Closed coedekoven closed 1 year ago

coedekoven commented 1 year ago

Hi Finn,

I am trying to modelling the time series data using inlabru; more specifically I have start times of cetacean vocalizations obtained from single hydrophone recordings as well as start times of military sonar pings from the same recording device. I am trying to identify potential effects of military sonar on acoustic detections of cetacean vocalizations. As I have the start times of both types of detections, I think it would be beneficial to model this process using lgcp() (rather than bru() - which I believe is the equivalent of glm()). I have been working through your workshop materials and practicals, however, two quite fundamental questions remain:

  1. what would be a suitable correlation structure for a time series? Would you go with matern where distances are measured in seconds or minutes (whatever the time unit will be)? Do you have to worry about that the flow of time is in one direction, i.e. future events don't have an effect on current or past events?

  2. how do you set up a covariate which is essentially a point process itself for a time series? Is it using the fields function?

Looking forward to hearing from you. Cheers, Cornelia

finnlindgren commented 1 year ago

lgcp() is just a simple wrapper function for single-likelihood models; It essentially does bru(components, like(formula, family="cp", ...)) ("cp" for Cox process), so you can just as well use bru() directly; makes it easier if you want to expand to multilikelihood models (like include marks for the points).

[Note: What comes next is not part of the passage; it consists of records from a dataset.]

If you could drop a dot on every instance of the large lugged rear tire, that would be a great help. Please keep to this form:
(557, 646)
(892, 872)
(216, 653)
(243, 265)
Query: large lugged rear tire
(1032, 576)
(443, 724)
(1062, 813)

For a time-stationary Poisson point process, the direction of time doesn't matter. It's only when things like self-excitation (Hawkes processes) come in where that makes a difference (we're working on getting a Hawkes processes likelihood implementation aimed at earthquake modelling into the package; current research project). So I'd a general Matern spde, preferably with inla.mesh.1d(..., degree=2) so that the function is more smooth than for degree=1.

For the covariate question I'd need to see more details of what model structure you're referring to. If the response is a point process, you need to have the covariates available at every time, regardless of whether there is a point there or not, so I'm not sure what you mean by "a covariate which is essentially a point process itself".